La Patience du franc-tireur marque le retour d’Arturo Pérez-Reverte au thriller. D’Espagne en Italie, plongez dans l’univers fascinant et violent des artistes de rue.

L’aventure démarre lorsqu’un éditeur charge Alejandra Varela, historienne de l’art urbain, de retrouver Sniper, graffeur célèbre pour son talent exceptionnel et ses actions de rue à la limite de la légalité et de la guérilla. En même temps qu’une édition de ses œuvres, la jeune femme est chargée de lui proposer une grande rétrospective au MoMA. Or, personne n’a jamais vu le visage de Sniper ni ne sait où se trouve celui dont la signature artistique (sur les murs, les monuments historiques, les wagons de métro, etc.) est la mire d’un fusil. De surcroît, ses performances, aussi stupéfiantes qu’illégales, ont déjà coûté la vie à certains de ses comparses. De Madrid à Lisbonne, de Vérone à Naples, Alejandra se lance alors sur ses traces et se retrouve prisonnière d’un piège mortel à mesure qu’elle comprend les véritables objectifs de cet artiste radical.
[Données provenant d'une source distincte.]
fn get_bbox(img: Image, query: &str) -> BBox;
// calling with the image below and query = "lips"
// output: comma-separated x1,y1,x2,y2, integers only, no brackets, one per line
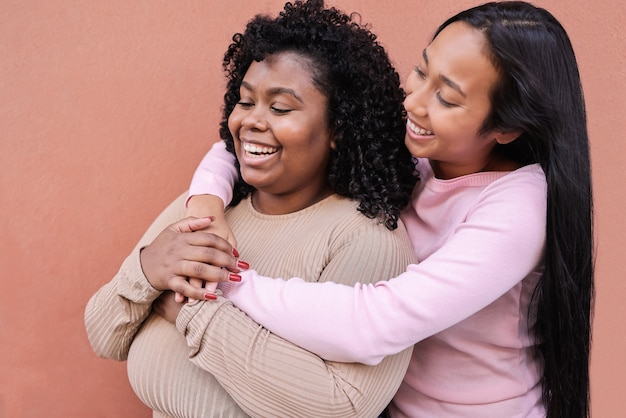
242,142,278,157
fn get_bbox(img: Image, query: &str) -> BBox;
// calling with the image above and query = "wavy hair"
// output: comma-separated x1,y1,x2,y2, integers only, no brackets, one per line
435,1,594,418
220,0,417,229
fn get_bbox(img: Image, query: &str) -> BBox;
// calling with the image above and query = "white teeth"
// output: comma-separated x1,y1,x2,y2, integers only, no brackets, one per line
406,119,433,135
243,144,278,155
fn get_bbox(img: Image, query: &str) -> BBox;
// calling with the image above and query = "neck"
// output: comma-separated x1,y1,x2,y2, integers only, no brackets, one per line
251,186,334,215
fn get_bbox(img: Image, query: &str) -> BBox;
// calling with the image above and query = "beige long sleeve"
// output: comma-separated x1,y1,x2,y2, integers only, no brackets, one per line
86,193,414,417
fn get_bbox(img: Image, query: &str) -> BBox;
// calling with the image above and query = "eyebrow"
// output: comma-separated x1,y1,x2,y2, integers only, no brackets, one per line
241,81,304,103
422,49,467,97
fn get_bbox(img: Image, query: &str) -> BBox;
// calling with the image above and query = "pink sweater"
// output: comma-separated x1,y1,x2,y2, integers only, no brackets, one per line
194,142,546,418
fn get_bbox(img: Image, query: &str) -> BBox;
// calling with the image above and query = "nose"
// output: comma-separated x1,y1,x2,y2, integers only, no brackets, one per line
404,75,428,116
241,105,267,130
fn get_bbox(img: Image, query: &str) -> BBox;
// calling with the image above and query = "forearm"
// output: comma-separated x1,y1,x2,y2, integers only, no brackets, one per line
177,298,410,417
85,195,184,361
85,251,161,361
189,141,238,207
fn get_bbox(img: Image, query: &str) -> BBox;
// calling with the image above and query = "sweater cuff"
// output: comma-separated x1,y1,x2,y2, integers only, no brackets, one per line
176,296,228,357
118,248,163,304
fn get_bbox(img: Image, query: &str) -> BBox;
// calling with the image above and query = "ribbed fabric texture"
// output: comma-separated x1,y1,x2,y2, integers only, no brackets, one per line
86,191,415,417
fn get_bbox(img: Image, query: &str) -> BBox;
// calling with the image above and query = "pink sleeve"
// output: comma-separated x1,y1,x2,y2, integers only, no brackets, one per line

Après Le Peintre de batailles (Points), Arturo Pérez-Reverte revient avec talent à l’un de ses thèmes de prédilection en interrogeant, au fil d’une traque haletante et impitoyable dans l’univers du graffiti, la fonction de l’art aujourd’hui, pure beauté ou objet de spéculation, et les nouvelles formes de rébellion qui agitent nos sociétés occidentales.